A Turkish extremist who carried out one of the 20th century's most shocking attacks, shooting and wounding Pope John Paul II in St. Peter's Square.
Mehmet Ali Ağca emerged from Turkey's violent political turmoil of the late 1970s as a young right-wing militant. His notoriety began with the cold-blooded assassination of respected left-wing journalist Abdi İpekçi on a Istanbul street in 1979. After a brief imprisonment, he escaped from a military jail under mysterious circumstances, vanishing only to reappear in Rome in 1981. On May 13th, in the middle of St. Peter's Square, he fired four shots at close range, severely wounding Pope John Paul II. His motives remained a tangled web of personal fanaticism, possible political manipulation, and claims of being the 'messiah.' Captured immediately, his trial and subsequent years in Italian prisons were a spectacle. In a remarkable turn, the Pope visited him in prison in 1983, offering a personal forgiveness that became a global symbol of reconciliation. After serving nearly 30 years, Ağca was extradited to Turkey in 2010 to serve time for İpekçi's murder, eventually being released in 2014. His life stands as a dark thread connecting Turkish political violence, international terrorism, and an act that tested the very concept of forgiveness.
1946–1964
The largest generation in history at the time. Shaped by postwar prosperity, the Vietnam War, the sexual revolution, and Watergate. They questioned every institution their parents built — then ran them.
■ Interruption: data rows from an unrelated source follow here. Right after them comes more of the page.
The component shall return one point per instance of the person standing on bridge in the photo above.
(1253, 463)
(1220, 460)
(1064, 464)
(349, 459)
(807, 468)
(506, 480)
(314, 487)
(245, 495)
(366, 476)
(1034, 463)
Mehmet was born in 1958, placing them squarely in the Baby Boomers. The events that shaped this generation — postwar prosperity, civil rights, Vietnam, and the counterculture — shaped the world they entered and the choices available to them.
The biggest hits of 1958
#1 Movie
South Pacific
Best Picture
Gigi
#1 TV Show
Gunsmoke
The world at every milestone
NASA founded
JFK assassinated in Dallas; Martin Luther King's 'I Have a Dream' speech
Voting age lowered to 18 in the US
Nixon resigns the presidency
Apple Computer founded; US bicentennial
Iran hostage crisis begins; Three Mile Island accident
Pan Am Flight 103 bombed over Lockerbie
Google founded; Clinton impeachment
Barack Obama elected first Black US president; financial crisis
Royal wedding of Harry and Meghan; Parkland shooting
After the shooting, he claimed to be Jesus Christ and said the assassination attempt was part of a divine mission.
Pope John Paul II visited him in prison in 1983, privately forgiving him for the attack.
He was released from a Turkish prison in 2014 after serving his sentence for killing Abdi İpekçi.
In 2005, he requested to be a pallbearer at Pope John Paul II's funeral; the Vatican declined.
“I am Jesus Christ, and I have returned to the world.”